Tumormassen in Bewegung

Dramatischer wird es, wenn sich eine ganze Tumormasse im Kollektiv ihren Weg durch das Gewebe bahnt. Dann wird aus dem kleinen Pfad eine riesige Röhre, in deren Inneren mehrere Zellen nebeneinander Platz haben. Wie die molekularen Helfer diese Wanderung ganzer Tumormassen ermöglichen, war zuvor nicht bekannt – obwohl Histologen schon länger wissen, dass Tumorzellen bevorzugt in ganzen Zellmassen wandern. Gemeinsam mit Dr. Katarina Wolf entwickelte Friedl speziell für das neue Modell eine Art Ersatzgewebe, Kollagen aus Rindern, in dem sich ein künstlich erzeugter Tumor wie im lebenden Körper ausbreiten kann – in drei Dimensionen. Mit neuen Methoden können sie nun das gesamte Gewebe, dessen Auf- und Umbau und die einzelnen molekularen Helfer erstmals zusammen in zeitlicher Folge sichtbar machen können. Biochemie live unter dem Mikroskop sozusagen.

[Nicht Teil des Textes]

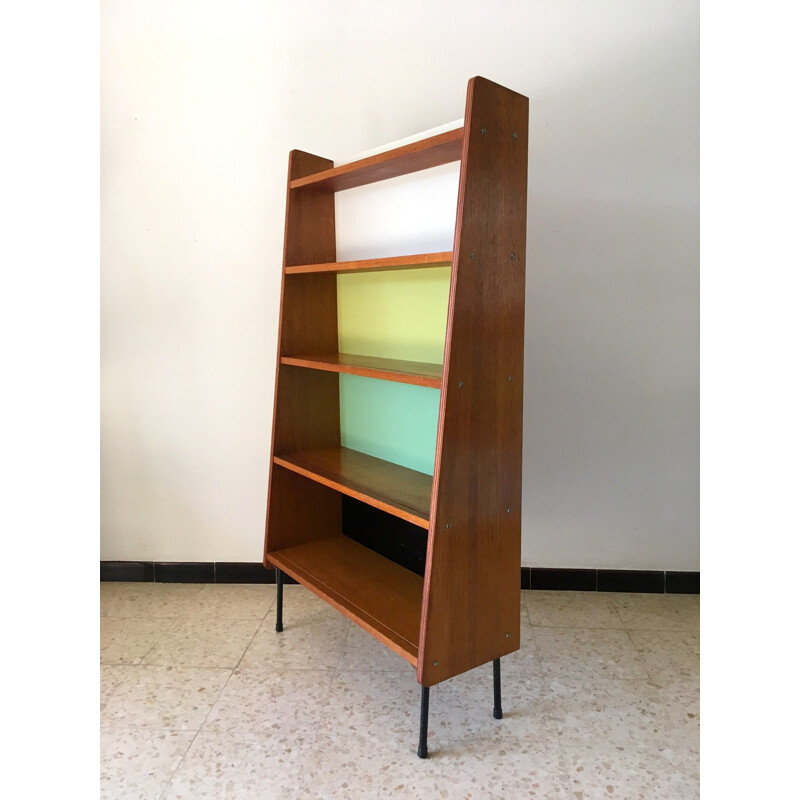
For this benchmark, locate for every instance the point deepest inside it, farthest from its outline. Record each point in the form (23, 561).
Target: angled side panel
(471, 600)
(306, 411)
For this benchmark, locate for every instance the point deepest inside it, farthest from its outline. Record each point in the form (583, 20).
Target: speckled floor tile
(271, 703)
(461, 707)
(529, 766)
(302, 606)
(165, 600)
(524, 661)
(231, 601)
(362, 651)
(358, 766)
(603, 771)
(312, 640)
(203, 643)
(245, 768)
(110, 679)
(374, 704)
(668, 655)
(127, 641)
(626, 713)
(572, 610)
(659, 612)
(575, 651)
(136, 764)
(177, 698)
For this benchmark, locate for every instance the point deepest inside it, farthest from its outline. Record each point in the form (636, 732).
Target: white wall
(201, 103)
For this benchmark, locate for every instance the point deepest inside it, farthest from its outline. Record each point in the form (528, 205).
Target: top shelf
(431, 152)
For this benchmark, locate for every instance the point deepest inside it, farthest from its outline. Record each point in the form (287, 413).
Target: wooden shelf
(377, 594)
(432, 152)
(399, 491)
(419, 261)
(418, 373)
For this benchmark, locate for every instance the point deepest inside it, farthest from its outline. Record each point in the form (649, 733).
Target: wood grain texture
(377, 594)
(471, 599)
(418, 373)
(417, 261)
(431, 152)
(399, 491)
(306, 409)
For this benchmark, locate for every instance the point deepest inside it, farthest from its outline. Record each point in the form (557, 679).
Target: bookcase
(429, 564)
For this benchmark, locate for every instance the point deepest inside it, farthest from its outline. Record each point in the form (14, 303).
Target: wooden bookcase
(463, 609)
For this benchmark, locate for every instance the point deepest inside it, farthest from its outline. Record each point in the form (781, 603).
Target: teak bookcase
(463, 610)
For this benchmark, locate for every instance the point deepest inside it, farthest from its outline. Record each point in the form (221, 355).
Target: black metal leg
(279, 620)
(422, 750)
(498, 706)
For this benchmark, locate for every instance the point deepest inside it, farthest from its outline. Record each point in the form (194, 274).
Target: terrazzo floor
(200, 698)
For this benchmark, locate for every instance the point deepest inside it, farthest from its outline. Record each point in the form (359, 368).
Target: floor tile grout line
(213, 706)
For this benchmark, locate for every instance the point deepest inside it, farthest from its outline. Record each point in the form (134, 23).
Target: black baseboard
(570, 580)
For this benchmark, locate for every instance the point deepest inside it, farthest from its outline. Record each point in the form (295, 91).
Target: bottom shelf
(383, 598)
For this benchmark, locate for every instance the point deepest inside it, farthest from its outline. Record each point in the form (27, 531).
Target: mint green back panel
(397, 314)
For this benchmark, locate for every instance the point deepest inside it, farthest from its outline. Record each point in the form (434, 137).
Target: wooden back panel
(306, 411)
(470, 612)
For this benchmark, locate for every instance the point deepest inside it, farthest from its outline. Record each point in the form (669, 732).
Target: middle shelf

Nach dem großen Erfolg überprüfen die Forscher nun die Gültigkeit des Modells direkt im lebenden Organismus. Die Versuche laufen, erste Ergebnisse bestätigen bereits die Übertragbarkeit der Daten. Lassen sich Peter Friedls Ergebnisse übertragen, könnte man mit der Methode diesen Fragen direkt im lebenden Organismus auf die Spur kommen.

Die Forschungen liefen in Kooperation mit Jörg Geiger vom Institut für Klinische Biochemie und Pathobiochemie, Yi Wu, Yueying Liu und Sharon Stack von der Northwestern University Feinberg Medical School, Chicago, sowie Eric Tam und Christopher Overall von der University of British Columbia, Vancouver.